ContributingDeveloperApplication
I, Alessandro Astone, apply for Ubuntu Contributing Developer.
Name |
Alessandro Astone |
Launchpad Page |
|
Wiki Page |
I am applying because:
- I'd like to get some recognition and trust from the community, and not just that of my employer.
I'd like to show my engagement on the path towards upload rights, for which I'm aiming to join the ~ubuntu-desktop delegated team.
Who I am
I am a Software Engineer specialized in operating systems, and more specifically the Linux userspace.
I started getting involved in open-source software around 2018 with LineageOS, the #1 community-made custom Android distribution. There I contributed to the build-system and common system frameworks, and ended up becoming the maintainer of the Recovery OS, as well as a few device ports. This was my first experience being part of and, in some sense, lead a large and distributed open-source community.
Around the same time I started using Fedora Linux on my home workstation, with the KDE desktop.
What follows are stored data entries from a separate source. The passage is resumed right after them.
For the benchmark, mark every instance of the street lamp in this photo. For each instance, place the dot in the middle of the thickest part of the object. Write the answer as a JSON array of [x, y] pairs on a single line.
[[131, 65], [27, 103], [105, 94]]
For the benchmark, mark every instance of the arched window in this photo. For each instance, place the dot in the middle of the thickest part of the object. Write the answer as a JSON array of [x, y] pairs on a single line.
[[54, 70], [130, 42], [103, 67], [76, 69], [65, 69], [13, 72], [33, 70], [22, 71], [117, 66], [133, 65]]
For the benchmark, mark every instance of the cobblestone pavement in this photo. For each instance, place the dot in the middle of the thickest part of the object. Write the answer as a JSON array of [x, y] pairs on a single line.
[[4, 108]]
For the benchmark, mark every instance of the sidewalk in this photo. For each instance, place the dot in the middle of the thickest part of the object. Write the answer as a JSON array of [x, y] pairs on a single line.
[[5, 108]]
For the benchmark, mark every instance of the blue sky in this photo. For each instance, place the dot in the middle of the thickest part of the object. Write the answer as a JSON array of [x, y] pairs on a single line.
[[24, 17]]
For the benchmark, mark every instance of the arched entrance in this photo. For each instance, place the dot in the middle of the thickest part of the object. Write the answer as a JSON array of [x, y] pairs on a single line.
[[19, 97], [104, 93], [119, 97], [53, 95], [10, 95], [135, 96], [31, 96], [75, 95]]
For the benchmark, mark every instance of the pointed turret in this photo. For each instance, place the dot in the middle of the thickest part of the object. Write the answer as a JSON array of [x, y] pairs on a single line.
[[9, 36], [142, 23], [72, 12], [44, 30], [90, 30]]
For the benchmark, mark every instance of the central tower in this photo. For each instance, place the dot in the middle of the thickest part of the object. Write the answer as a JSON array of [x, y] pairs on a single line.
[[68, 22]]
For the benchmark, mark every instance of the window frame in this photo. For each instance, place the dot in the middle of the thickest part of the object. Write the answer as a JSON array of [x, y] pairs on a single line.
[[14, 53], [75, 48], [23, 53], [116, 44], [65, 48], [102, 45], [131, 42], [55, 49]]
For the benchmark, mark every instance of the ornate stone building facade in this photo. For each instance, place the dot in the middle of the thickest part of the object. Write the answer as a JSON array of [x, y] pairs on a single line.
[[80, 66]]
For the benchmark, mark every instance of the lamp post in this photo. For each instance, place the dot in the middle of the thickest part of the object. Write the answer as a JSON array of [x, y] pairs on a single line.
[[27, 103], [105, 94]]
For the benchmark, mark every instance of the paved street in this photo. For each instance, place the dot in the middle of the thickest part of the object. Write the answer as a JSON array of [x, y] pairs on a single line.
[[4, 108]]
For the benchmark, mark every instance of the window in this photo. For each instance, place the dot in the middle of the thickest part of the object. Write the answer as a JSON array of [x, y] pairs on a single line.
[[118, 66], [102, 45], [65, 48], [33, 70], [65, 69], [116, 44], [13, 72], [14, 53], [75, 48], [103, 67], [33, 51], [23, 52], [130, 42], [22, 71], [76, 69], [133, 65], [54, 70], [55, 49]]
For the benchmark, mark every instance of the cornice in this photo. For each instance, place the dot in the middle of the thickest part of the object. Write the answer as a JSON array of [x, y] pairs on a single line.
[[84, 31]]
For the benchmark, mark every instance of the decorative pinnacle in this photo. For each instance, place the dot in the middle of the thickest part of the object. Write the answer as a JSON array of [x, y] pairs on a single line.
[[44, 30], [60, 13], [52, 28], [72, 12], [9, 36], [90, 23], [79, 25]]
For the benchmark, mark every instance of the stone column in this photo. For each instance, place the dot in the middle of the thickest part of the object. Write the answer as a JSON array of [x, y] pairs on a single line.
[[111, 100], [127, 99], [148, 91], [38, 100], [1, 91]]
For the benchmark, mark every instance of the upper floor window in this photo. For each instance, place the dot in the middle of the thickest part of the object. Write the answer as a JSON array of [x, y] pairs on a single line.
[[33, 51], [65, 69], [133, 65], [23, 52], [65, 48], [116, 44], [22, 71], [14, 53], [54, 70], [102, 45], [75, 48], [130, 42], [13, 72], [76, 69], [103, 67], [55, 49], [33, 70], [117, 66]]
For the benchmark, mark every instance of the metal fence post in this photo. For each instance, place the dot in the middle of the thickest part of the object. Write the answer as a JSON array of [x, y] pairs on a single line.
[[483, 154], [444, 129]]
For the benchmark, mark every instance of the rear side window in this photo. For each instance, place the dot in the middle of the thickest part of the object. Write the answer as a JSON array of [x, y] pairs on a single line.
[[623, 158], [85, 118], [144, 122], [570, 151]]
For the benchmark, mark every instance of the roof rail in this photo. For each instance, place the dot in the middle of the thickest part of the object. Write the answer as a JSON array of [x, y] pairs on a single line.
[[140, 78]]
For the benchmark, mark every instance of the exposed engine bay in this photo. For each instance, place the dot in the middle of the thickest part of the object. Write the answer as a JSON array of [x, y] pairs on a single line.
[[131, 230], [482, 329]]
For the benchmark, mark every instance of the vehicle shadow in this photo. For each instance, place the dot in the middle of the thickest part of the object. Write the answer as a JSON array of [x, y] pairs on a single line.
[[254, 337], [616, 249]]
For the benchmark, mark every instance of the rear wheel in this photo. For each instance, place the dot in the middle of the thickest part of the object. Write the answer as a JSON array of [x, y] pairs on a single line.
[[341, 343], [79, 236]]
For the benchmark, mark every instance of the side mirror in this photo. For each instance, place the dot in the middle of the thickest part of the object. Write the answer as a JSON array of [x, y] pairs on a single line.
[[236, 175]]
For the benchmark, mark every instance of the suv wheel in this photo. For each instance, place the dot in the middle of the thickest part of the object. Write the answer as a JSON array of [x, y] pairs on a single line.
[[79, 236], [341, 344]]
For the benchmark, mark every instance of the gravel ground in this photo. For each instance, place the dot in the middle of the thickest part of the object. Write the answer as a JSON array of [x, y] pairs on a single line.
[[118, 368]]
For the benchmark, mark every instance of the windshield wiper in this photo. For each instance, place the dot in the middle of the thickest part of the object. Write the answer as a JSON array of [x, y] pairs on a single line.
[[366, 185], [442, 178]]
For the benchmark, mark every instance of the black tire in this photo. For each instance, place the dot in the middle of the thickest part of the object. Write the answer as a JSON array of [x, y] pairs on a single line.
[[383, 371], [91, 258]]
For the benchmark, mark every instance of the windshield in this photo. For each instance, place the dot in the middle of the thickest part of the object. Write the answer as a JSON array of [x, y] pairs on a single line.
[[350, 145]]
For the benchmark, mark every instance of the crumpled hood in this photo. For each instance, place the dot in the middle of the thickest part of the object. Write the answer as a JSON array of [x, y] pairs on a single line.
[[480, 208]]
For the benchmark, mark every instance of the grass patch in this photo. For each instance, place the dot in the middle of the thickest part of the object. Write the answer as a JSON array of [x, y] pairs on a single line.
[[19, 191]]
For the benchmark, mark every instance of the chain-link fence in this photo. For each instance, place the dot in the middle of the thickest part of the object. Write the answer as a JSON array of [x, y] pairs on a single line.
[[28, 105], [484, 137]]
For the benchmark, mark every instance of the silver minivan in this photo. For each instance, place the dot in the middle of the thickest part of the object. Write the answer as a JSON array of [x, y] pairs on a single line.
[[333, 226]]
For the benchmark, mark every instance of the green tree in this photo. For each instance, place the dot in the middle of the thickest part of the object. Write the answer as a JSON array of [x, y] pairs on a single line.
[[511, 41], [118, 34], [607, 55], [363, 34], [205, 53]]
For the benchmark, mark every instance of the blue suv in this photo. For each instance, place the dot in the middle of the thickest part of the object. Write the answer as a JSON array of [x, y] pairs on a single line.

As the little bugs annoy the software tinkerer, eventually they'll want to try and fix them, and so I did. I started participating in the IRC chats and contributing fixes to the packaging, and eventually I became a member of the KDE-SIG where I help maintain the large KDE desktop stack in Fedora. This is where I gained a large experience with packaging software with what we now call the "traditional" package managers.
I've always enjoyed contributing my fixes upstream in order to benefit all users of the software, and thus after sustained contributions I became an upstream KDE Developer.
I'm also the primary maintainer of the Waydroid project, which is a container-based approach to run Android applications side-by-side GNU/Linux applications in your GNU/Linux desktop: this is where I gained experience working with the Wayland windowing system.
All of that to say that I end up getting involved in too many things; but I love it and it's great fun!
My Ubuntu story
My first sustained interactions with Ubuntu must have been around 2018, where I was using an Ubuntu VM from a Windows host in order to compile the Android operating system. Ever since, I've been using Ubuntu in VMs or containers for some of my software tinkering.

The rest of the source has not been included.